While SEZs have been used by many countries, The Red Dragon has been the most successful in using them, especially in more technology- and capital-intensive formal sectors that enjoy greater government support, more foreign direct investment (FDI), and stronger links to the global market.
China’s first SEZs were created in the Southeastern coastal region to act as liberal economic environments that promote innovation and to test the efficacy of market-oriented economic reforms in a controlled environment; in Deng Xiaoping’s words, “crossing the river by touching the stones.” Therefore, these four SEZs didn’t only have the usual objectives of a SEZ, but they had one important mission as well: test the new policies and institutions for a market-oriented economy, a substantial change from the former centrally planned economy.

China says thank you to SEZs
The SEZs had an immediate impact: in 1981, they accounted for 59.8% of China’s FDI, with Shenzhen accounting for half of it, and by 1985, Shenzhen’s and Zhuhai’s GDPs respectively grew at an annual rate of 58% and 32% against a national average of 10%.

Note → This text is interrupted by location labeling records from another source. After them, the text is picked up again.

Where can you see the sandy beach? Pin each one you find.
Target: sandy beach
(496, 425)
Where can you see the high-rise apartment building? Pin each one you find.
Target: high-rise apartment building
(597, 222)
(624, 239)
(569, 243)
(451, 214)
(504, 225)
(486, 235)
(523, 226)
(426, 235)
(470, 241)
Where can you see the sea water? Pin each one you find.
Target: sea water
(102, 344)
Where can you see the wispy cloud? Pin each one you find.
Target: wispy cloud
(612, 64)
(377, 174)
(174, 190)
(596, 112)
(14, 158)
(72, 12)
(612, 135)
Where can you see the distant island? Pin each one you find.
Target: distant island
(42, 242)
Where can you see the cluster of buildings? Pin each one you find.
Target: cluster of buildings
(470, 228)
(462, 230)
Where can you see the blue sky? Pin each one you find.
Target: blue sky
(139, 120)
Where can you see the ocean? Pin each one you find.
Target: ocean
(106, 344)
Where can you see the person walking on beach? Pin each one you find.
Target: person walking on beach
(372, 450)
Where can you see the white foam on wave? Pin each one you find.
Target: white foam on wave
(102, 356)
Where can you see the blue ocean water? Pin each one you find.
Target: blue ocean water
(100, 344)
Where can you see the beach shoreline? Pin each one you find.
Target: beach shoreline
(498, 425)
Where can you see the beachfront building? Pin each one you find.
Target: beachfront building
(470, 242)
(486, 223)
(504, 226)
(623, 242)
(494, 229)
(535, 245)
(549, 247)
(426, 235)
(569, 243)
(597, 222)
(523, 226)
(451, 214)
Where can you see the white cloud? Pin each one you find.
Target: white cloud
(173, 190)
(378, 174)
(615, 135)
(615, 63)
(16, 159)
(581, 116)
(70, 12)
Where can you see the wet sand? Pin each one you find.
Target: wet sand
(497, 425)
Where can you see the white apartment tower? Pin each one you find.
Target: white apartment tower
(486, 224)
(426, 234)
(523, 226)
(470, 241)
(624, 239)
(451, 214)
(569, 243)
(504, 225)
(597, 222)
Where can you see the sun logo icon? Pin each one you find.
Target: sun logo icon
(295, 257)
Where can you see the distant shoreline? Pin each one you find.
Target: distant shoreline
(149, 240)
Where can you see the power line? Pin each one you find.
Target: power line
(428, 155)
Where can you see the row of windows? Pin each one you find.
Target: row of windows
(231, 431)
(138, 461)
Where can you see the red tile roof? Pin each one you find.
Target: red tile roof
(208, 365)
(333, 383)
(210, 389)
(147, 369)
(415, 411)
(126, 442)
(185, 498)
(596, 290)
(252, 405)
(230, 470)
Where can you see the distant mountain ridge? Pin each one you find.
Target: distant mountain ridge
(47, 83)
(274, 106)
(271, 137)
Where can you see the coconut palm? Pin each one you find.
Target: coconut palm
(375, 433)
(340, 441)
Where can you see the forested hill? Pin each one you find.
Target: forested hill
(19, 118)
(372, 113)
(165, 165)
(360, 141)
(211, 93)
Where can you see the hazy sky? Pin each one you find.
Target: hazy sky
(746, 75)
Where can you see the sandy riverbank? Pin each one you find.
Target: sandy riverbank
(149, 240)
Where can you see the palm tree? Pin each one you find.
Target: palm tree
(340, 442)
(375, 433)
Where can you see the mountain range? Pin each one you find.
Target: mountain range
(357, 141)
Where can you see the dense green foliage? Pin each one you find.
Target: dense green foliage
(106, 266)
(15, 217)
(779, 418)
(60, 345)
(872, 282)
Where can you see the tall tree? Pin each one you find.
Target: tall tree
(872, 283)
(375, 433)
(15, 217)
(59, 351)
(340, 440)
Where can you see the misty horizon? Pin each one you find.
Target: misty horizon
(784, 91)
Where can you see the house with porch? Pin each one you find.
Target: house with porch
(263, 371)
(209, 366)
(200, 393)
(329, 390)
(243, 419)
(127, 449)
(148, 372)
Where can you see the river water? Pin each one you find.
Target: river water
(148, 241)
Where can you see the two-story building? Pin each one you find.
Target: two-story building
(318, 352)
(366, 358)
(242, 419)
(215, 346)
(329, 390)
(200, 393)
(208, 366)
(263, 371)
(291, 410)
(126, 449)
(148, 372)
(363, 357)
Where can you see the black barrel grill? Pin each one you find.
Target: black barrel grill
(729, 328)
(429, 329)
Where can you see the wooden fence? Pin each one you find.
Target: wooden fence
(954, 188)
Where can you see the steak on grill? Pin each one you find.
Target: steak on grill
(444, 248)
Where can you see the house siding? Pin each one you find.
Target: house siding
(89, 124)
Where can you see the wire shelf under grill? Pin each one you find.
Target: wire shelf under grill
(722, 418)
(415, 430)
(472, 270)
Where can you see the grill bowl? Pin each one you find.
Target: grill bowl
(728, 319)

By 1992, foreign trade and investments in China had been extended to the entire coastal region and all capital cities in the interior, and SEZs began to spring up throughout the country as much as they were no longer “special”.

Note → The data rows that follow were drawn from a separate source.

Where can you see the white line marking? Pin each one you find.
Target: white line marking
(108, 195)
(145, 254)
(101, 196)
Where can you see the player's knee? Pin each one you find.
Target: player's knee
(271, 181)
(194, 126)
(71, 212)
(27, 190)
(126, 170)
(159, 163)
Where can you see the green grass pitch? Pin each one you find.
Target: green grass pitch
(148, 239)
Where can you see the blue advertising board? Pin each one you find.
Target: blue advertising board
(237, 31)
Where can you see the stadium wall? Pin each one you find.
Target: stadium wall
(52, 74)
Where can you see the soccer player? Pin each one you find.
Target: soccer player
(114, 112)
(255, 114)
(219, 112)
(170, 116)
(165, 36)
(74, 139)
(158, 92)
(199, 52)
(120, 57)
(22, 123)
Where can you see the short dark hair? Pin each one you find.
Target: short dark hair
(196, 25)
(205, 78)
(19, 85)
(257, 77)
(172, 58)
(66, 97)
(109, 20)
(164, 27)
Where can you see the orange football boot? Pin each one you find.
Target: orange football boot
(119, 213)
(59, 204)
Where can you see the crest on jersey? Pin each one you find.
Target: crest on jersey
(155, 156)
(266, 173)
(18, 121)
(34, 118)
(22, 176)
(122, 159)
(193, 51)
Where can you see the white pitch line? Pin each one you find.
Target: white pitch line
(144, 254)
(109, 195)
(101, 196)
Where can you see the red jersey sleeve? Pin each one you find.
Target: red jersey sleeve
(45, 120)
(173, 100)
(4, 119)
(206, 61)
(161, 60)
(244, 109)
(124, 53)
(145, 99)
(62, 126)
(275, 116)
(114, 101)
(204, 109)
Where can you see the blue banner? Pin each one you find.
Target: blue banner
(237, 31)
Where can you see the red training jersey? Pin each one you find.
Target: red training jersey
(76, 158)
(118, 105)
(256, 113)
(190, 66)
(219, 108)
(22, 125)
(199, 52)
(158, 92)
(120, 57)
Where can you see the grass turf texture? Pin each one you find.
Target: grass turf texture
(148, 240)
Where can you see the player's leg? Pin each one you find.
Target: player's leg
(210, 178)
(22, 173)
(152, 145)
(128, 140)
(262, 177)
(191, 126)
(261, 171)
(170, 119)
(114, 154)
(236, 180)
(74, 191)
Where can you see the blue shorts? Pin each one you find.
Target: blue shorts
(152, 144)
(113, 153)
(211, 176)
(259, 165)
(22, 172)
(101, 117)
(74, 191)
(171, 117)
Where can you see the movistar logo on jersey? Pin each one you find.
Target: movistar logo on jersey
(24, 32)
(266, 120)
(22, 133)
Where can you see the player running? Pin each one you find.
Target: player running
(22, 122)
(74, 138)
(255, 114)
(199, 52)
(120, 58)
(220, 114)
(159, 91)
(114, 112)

China’s first four SEZs, Shenzhen, Zhuhai, Shantou, and Xiamen, are crucial to understanding the insane development and growth the country has experienced in the last thirty years and its consequent position on a macro and geopolitical basis.
From 1975 to 2018, the number of countries with SEZs has grown from 29 to 147, with the total number of SEZs in the world growing at an annual rate of 157% in the same period. Yet, no country has enjoyed their benefits as China did.
Most of all, China’s SEZs successfully tested the market economy and new institutions, establishing role models for the rest of the country to be followed. They had a huge contribution to national GDP, employment, equality, poverty, exports, and attraction of new technologies and talents, and they undoubtedly made the country able to liberalize the formerly traditional state and experience the consequent flourishing growth.
Now, the question remains how the Party – which is becoming increasingly corrupted, autocratic, and culturally closed – is going to transform this insane economic growth into geopolitical influence on Asia and the world.